Jesse Owens was the American track-and-field star whose four gold medals at the 1936 Berlin Olympics made him a hero and dealt a stinging rebuke to Adolf Hitler's theories of Aryan racial supremacy. Born in Alabama, the grandson of slaves, he moved north as a child to Cleveland, Ohio, in the great migration of Black families, and there discovered his extraordinary gift for running and jumping.
As a college athlete at Ohio State University, Owens achieved one of the greatest single days in sports history: at a 1935 meet, in the span of about forty-five minutes, he set three world records and tied a fourth. The performance announced him as the finest all-around track athlete in the world.

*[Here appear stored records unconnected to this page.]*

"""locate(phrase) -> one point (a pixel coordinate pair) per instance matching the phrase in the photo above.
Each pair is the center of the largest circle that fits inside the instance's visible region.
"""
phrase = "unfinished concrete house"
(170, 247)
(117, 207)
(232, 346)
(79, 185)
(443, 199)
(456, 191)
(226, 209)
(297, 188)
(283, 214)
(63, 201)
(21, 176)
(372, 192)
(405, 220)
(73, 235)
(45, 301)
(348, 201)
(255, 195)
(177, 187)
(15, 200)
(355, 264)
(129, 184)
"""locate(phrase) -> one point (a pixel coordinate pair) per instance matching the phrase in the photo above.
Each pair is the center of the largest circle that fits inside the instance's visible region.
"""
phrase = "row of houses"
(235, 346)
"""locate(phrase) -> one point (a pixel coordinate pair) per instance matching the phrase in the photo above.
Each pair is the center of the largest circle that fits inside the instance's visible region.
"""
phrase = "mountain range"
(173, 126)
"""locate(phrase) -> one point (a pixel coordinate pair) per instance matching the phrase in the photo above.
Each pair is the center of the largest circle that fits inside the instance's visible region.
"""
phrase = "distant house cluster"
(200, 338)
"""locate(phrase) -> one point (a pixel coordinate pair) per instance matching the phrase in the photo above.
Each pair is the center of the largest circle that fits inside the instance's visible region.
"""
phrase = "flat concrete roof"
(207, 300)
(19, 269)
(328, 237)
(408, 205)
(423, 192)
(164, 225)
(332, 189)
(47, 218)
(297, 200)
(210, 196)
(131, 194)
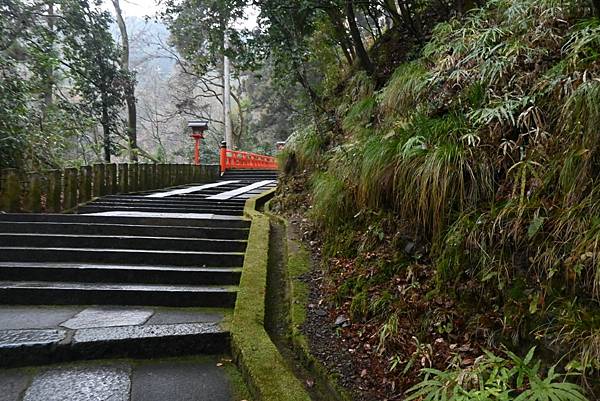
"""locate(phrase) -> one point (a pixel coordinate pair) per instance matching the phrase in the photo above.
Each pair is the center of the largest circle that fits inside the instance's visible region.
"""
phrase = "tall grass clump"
(332, 201)
(404, 91)
(303, 150)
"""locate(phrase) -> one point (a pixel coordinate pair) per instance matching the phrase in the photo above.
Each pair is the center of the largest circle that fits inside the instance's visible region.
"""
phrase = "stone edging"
(264, 369)
(298, 263)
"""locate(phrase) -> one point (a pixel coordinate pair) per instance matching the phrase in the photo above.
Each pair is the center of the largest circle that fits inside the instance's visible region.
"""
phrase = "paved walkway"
(146, 275)
(202, 379)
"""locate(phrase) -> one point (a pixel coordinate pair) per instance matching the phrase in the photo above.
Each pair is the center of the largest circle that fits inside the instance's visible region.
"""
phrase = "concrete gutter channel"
(269, 375)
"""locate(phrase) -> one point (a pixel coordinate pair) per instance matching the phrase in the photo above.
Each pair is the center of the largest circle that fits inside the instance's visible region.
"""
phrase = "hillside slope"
(458, 205)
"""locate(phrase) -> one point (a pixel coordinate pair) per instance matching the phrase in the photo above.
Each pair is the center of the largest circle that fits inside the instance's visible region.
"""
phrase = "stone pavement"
(146, 275)
(190, 379)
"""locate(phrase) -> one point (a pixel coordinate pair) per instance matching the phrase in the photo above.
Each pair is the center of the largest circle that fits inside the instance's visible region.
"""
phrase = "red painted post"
(197, 149)
(223, 156)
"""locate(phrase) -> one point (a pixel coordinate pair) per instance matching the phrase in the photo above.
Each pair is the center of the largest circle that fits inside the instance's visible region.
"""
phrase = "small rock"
(342, 320)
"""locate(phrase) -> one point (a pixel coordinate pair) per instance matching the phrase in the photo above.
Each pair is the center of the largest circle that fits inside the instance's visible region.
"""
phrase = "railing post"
(85, 184)
(98, 188)
(70, 188)
(34, 194)
(223, 156)
(11, 191)
(133, 177)
(53, 199)
(123, 178)
(111, 178)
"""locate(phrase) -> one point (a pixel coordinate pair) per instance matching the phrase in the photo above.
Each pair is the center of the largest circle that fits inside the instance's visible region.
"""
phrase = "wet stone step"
(41, 335)
(172, 199)
(150, 221)
(116, 256)
(124, 230)
(166, 202)
(196, 378)
(106, 273)
(60, 293)
(120, 242)
(101, 208)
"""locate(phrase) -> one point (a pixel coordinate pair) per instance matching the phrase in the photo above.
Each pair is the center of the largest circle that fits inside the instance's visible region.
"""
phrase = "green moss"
(263, 367)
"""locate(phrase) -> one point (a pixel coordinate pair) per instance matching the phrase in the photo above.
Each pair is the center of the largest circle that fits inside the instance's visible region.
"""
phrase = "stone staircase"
(135, 275)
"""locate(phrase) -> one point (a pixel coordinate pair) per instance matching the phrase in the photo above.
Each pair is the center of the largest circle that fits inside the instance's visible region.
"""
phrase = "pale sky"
(138, 8)
(141, 8)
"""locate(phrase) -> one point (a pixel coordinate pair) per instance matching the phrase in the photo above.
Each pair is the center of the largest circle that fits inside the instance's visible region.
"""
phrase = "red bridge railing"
(234, 159)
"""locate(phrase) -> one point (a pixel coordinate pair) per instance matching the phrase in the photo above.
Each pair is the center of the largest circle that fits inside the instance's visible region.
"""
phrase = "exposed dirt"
(349, 346)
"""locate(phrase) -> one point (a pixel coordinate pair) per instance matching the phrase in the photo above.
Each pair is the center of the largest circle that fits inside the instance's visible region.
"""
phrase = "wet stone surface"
(174, 317)
(107, 317)
(15, 338)
(172, 381)
(12, 384)
(149, 331)
(81, 384)
(25, 317)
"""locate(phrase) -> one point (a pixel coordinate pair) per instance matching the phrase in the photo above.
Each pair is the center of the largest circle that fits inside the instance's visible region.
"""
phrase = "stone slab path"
(145, 275)
(190, 379)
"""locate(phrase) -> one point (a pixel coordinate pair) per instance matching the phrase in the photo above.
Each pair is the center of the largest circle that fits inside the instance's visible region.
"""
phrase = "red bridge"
(234, 159)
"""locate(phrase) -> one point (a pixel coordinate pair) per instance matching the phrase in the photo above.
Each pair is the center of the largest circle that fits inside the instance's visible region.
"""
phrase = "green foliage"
(59, 78)
(404, 91)
(496, 378)
(332, 202)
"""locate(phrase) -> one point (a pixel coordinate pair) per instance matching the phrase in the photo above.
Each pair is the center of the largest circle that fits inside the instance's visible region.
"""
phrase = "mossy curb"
(298, 264)
(263, 367)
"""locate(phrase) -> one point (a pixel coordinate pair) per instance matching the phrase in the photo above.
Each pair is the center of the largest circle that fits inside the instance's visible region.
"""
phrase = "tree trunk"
(341, 34)
(105, 129)
(49, 84)
(462, 6)
(361, 52)
(596, 4)
(129, 87)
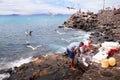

His defining moment came at the Berlin Olympics of 1936, staged by the Nazi regime as a showcase for its ideology. Before Hitler and a vast German crowd, Owens won four gold medals — in the 100 meters, 200 meters, long jump, and relay — a triumphant display that contradicted the propaganda of racial hierarchy and made him a worldwide symbol.
Returning home, however, Owens faced the harsh realities of segregation and racial discrimination in his own country, and he struggled financially for years, taking on a variety of jobs and exhibitions. In time he became a celebrated public speaker and goodwill ambassador, and was honored with the Presidential Medal of Freedom. He died in 1980, remembered as one of the great Olympic champions.